Rosita Alonzo comments on my terra preta video:
“I HAD TO TELL YOU THIS: my grandpa was a Rural School teacher. He was born in 1897 in Paraguay from a Sicilian Turkish family that emigrated to South America.
We always had an orchard and vegetable garden and a little field for yuca, sweet potatoes, corn, watermelons, melons and squashes, so we rarely bought vegetables or eggs and chickens.
In those times we had “latrines” and quite far from the main house, so always every child had a “basin” or container to use with cover to use in case of need.
For me this was normal, since no child will go in the middle on night 100 to 300 ft away in the dark night or rain to the bathroom, but those latrines fill quite fast, lasting 3-5 years, maybe less, depending on depth. (Then) we made a new one, and we filled the old one with soil and yard debris until it look like a little mountain. When we’d go again to check, there would be a depression and we would refill it from the chicken coop, cow manure, and we’d clean the yard and fill the hole and again we’d create a little mountain with soil on top.

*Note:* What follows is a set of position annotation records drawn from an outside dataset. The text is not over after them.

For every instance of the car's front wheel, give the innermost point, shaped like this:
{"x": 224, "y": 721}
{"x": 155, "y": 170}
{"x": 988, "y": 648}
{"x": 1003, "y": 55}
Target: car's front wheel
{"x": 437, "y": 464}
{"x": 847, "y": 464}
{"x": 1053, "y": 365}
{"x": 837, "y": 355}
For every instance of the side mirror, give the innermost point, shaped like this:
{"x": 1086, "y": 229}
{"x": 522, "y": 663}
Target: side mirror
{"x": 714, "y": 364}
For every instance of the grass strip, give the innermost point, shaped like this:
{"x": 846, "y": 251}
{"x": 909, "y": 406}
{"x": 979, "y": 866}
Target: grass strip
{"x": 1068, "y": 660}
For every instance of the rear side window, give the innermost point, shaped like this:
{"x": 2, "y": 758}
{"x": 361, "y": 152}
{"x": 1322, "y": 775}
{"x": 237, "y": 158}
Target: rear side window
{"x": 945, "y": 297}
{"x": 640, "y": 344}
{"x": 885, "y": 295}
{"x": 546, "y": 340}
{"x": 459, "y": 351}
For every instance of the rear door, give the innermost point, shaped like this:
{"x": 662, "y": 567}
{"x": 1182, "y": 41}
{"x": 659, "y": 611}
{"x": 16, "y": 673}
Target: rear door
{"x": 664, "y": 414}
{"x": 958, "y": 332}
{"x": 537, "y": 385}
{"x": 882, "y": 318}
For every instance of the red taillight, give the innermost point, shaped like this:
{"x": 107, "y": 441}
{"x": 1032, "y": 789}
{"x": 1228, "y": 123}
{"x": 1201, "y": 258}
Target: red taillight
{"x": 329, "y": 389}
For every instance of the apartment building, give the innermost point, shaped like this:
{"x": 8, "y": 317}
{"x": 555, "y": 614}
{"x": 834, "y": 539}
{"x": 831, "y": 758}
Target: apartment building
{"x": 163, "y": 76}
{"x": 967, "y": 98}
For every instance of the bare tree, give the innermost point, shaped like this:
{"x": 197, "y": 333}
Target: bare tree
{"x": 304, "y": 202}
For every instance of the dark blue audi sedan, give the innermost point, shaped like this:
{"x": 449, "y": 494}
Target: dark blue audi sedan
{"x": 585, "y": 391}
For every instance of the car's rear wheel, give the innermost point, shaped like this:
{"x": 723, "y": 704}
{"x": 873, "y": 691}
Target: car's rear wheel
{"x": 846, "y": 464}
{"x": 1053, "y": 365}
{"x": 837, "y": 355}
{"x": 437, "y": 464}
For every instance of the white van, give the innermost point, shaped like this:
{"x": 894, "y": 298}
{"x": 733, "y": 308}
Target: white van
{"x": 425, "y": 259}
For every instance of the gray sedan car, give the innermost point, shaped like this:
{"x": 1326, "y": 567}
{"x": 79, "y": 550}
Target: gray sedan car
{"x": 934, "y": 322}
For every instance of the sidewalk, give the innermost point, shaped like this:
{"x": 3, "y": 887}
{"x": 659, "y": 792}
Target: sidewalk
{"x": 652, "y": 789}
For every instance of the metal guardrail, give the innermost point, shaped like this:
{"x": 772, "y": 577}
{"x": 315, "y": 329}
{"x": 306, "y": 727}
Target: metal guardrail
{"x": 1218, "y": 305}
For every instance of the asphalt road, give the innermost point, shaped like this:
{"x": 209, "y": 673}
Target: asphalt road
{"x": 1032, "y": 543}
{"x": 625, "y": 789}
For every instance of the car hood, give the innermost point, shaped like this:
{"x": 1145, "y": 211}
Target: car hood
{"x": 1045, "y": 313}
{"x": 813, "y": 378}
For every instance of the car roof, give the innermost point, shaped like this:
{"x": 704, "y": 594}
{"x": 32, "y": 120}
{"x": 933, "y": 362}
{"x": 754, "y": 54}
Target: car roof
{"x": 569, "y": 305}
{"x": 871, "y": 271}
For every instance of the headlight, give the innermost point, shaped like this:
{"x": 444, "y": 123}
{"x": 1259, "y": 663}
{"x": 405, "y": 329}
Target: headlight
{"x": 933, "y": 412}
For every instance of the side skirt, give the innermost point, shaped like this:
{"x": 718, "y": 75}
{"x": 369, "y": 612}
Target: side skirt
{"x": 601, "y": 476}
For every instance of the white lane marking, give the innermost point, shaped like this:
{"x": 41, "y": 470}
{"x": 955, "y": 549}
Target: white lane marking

When we went to check again and it was level (these holes were easily 6ft x 6ft), then grandpa would say it was ready to put the banana plants there. Those bananas had flowers and little bananas (all the way to the) ground, grandpa said!
Bananas only fill the flowers if the soil is super rich; poor soil produces short rows of bananas. These bananas were the amazement of the neighborhood, but grandpa never told them they were planted over our former latrines!
Every banana cluster was planted on former latrines, so far as I know, because my grandpa believed they would produce the best bananas and we did not have but about 2-3 acres only of available land.”
What a beautiful story.
We serve an amazing God, who can even use the vilest of things to bring fruit. We spent multiple years using composting toilet systems, and we lived. And grew plenty of crops with our so-called “waste.” The best-looking bananas I ever saw were growing next to a leaking septic tank!
The entire system of nature was designed as a recycling machine, turning old into new, again and again.
When people were getting nervous about fertilizer shortages, I shook my head. Sure, bagged fertilizer is convenient, but for almost all of recorded history mankind grew food just fine without chemical help.
You can literally poop in a hole and grow food on top of it. And all the weeds can be made into compost teas. And seaweed washes up every day. And cows are compost-making machines.
Fertilizer is abundant. It’s our thinking that is deficient.